Furthermore, the Dung Beetle Optimizer (DBO) is applied to fine-tune hyperparameters of the BiLSTM network, such as initial learning rate, number of hidden neurons, and L2 regularization coefficient. DBO mimics the behavior of dung beetles, including rolling, dancing, breeding, foraging, and stealing, to efficiently search the parameter space. The algorithm initializes a population, evaluates fitness, updates positions based on boundary constraints, and iterates until convergence. This optimization enhances the model’s performance by avoiding local minima and accelerating convergence, which is particularly beneficial for the complex data patterns in electric vehicle charging pile faults.
For experimental evaluation, I use a dataset from a public competition on electric vehicle charging pile fault classification, which includes samples from various charging piles in China EV networks. The data is split into training and testing sets, and performance is measured using accuracy and F1-score, defined as: $$\text{Accuracy} = \frac{TP + TN}{TP + FN + FP + TN},$$ $$\text{F1-score} = \frac{2 \times \text{Precision} \times \text{Recall}}{\text{Precision} + \text{Recall}},$$ where precision $= \frac{TP}{TP + FP}$ and recall $= \frac{TP}{TP + FN}$. Several models are compared, including basic classifiers like Naive Bayes and Support Vector Machines, as well as variants of the proposed approach. The results demonstrate that the full model (Model 8) with cooperative game-based feature amplification and DBO-BiLSTM-Attention achieves the highest accuracy and F1-score on both training and testing sets, underscoring its effectiveness for electric vehicle charging pile fault prediction.
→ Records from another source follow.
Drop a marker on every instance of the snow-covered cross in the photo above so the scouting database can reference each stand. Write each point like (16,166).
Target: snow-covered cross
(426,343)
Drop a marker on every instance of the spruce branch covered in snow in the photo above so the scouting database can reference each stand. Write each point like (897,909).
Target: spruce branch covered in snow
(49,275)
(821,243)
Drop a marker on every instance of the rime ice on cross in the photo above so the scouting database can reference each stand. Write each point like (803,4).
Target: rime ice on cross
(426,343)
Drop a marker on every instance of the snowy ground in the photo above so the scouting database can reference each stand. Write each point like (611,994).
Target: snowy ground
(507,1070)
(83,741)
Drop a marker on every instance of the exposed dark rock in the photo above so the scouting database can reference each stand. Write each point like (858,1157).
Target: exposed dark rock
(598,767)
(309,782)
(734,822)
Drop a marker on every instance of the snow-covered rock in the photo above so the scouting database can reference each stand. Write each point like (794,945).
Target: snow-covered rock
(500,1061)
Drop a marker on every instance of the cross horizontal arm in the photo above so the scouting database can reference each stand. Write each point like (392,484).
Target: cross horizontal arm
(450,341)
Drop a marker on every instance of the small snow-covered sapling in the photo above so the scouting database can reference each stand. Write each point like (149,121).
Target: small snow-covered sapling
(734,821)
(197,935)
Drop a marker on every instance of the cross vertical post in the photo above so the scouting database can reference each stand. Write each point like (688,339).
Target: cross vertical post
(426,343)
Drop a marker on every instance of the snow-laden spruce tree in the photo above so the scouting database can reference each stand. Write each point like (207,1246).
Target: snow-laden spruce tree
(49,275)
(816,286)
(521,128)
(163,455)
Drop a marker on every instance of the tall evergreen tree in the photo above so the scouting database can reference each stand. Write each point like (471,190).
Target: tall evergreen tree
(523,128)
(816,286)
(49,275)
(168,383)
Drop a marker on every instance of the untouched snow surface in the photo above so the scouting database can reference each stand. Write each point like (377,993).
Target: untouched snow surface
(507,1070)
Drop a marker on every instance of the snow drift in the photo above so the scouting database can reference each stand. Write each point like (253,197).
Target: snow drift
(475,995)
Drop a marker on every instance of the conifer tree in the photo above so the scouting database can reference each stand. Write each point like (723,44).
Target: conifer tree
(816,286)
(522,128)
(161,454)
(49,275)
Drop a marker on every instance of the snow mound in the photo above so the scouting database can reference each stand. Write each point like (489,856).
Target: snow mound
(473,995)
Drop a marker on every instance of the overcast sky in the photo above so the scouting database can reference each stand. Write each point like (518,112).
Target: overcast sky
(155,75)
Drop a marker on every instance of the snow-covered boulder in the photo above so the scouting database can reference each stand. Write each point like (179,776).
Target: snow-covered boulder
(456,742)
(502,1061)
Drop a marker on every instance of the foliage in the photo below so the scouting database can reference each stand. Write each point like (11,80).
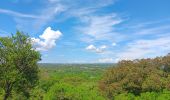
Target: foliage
(18,64)
(137,76)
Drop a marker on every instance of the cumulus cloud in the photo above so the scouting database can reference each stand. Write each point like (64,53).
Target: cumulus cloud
(145,48)
(100,49)
(114,44)
(47,40)
(106,60)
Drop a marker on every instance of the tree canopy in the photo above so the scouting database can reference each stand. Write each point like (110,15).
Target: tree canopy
(18,64)
(137,76)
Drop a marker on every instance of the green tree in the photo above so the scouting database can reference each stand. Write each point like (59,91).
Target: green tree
(18,64)
(137,76)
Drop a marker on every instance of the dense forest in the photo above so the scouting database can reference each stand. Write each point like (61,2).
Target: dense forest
(22,78)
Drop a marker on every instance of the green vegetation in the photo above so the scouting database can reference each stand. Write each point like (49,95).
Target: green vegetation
(21,78)
(18,65)
(71,82)
(145,77)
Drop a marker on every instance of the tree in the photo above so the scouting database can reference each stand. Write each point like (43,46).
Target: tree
(18,64)
(137,76)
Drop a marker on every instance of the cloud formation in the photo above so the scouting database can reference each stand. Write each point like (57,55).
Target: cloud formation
(106,60)
(47,40)
(100,49)
(17,14)
(145,48)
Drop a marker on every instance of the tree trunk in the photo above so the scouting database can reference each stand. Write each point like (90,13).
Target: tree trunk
(6,96)
(8,89)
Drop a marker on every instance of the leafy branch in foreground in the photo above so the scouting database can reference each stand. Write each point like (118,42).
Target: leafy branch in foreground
(137,76)
(18,64)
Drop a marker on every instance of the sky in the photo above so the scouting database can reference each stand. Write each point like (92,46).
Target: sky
(90,31)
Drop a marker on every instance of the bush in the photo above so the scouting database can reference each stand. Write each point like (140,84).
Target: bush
(136,77)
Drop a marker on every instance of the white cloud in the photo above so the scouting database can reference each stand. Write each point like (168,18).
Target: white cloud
(106,60)
(100,49)
(97,27)
(17,14)
(114,44)
(145,48)
(48,41)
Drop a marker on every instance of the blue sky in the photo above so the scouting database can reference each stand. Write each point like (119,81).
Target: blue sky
(90,31)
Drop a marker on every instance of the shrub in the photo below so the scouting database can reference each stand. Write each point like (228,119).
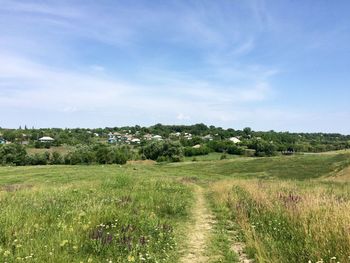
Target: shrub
(13,154)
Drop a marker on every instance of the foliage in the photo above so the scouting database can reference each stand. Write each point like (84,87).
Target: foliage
(163,151)
(13,154)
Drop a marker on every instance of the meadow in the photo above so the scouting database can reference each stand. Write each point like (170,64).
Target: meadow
(278,209)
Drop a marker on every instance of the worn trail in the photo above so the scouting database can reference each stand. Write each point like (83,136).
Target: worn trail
(199,231)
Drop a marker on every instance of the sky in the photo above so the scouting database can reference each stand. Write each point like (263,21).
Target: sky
(270,65)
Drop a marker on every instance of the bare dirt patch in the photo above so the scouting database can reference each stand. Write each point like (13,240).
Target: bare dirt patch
(199,231)
(238,248)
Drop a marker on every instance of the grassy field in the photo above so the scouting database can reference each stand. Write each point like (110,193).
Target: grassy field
(280,209)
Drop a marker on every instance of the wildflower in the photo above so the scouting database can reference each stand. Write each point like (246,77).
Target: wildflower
(63,243)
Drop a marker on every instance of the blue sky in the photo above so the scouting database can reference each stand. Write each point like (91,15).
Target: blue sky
(281,65)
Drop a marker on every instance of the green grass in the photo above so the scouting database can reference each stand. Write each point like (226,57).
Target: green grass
(73,214)
(138,212)
(209,157)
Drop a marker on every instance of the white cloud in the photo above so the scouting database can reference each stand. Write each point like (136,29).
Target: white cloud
(182,116)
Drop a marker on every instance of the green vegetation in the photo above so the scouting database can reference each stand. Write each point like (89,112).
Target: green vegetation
(283,209)
(159,142)
(90,215)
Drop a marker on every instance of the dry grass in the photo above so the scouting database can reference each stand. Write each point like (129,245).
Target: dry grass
(275,216)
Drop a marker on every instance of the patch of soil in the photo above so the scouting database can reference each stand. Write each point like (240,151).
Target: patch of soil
(199,231)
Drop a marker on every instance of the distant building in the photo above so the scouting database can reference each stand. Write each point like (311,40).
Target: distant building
(235,140)
(208,137)
(46,139)
(136,140)
(147,137)
(157,137)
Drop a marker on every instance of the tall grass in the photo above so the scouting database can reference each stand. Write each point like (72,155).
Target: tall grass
(288,221)
(117,218)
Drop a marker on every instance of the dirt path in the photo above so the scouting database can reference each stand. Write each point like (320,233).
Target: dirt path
(199,231)
(238,248)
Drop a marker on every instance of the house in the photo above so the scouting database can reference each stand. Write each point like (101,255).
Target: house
(157,137)
(147,137)
(235,140)
(188,136)
(46,139)
(136,140)
(208,137)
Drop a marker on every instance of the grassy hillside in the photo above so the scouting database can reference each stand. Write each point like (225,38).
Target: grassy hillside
(284,209)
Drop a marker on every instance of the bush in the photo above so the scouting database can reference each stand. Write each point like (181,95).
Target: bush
(163,151)
(190,151)
(13,154)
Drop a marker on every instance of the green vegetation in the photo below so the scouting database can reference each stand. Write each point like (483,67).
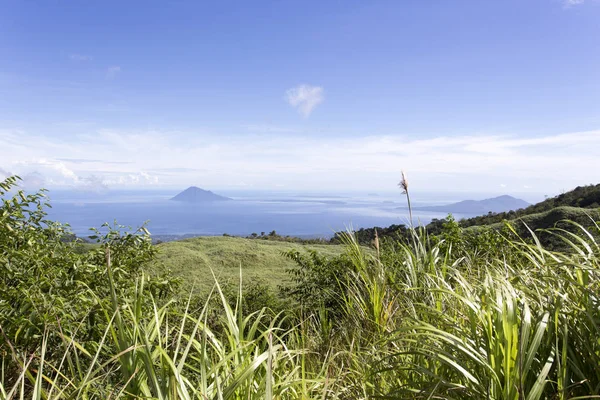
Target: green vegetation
(586,197)
(577,205)
(193,259)
(464,314)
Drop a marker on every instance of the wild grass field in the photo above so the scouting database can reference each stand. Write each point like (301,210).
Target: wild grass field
(194,260)
(490,314)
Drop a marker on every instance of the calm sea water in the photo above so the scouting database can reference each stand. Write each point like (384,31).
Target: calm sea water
(299,214)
| Model | Training Accuracy | Training F1-score | Testing Accuracy | Testing F1-score |
|---|---|---|---|---|
| Model 1: Naive Bayes | 0.70 | 0.68 | 0.68 | 0.66 |
| Model 2: SVM | 0.66 | 0.63 | 0.67 | 0.63 |
| Model 3: DBO-BiLSTM-Attention (No Amplification) | 0.85 | 0.85 | 0.85 | 0.84 |
| Model 4: BiLSTM (With M5 Amplification) | 0.85 | 0.84 | 0.83 | 0.82 |
| Model 5: DBO-BiLSTM (With M5 Amplification) | 0.88 | 0.88 | 0.87 | 0.87 |
| Model 6: BiLSTM-Attention (With M5 Amplification) | 0.87 | 0.87 | 0.87 | 0.87 |
| Model 7: DBO-BiLSTM-Attention (With M4 Amplification) | 0.87 | 0.87 | 0.88 | 0.87 |
| Model 8: Proposed Full Model | 0.89 | 0.89 | 0.90 | 0.90 |
The analysis shows that feature amplification through the cooperative game strategy significantly improves model performance, with Model 8 achieving a 5% increase in testing accuracy and a 6% increase in F1-score compared to Model 3 without amplification. Additionally, incorporating Random Forest into the cooperative game (M5) further enhances results over M4, validating the importance of integrating machine learning insights. The attention mechanism and DBO optimization also contribute to better handling of sequential data and parameter tuning, respectively, making the model well-suited for the dynamic environments of electric vehicle charging piles. In China EV contexts, where charging infrastructure is rapidly expanding, this approach offers a scalable solution for proactive maintenance and fault prevention.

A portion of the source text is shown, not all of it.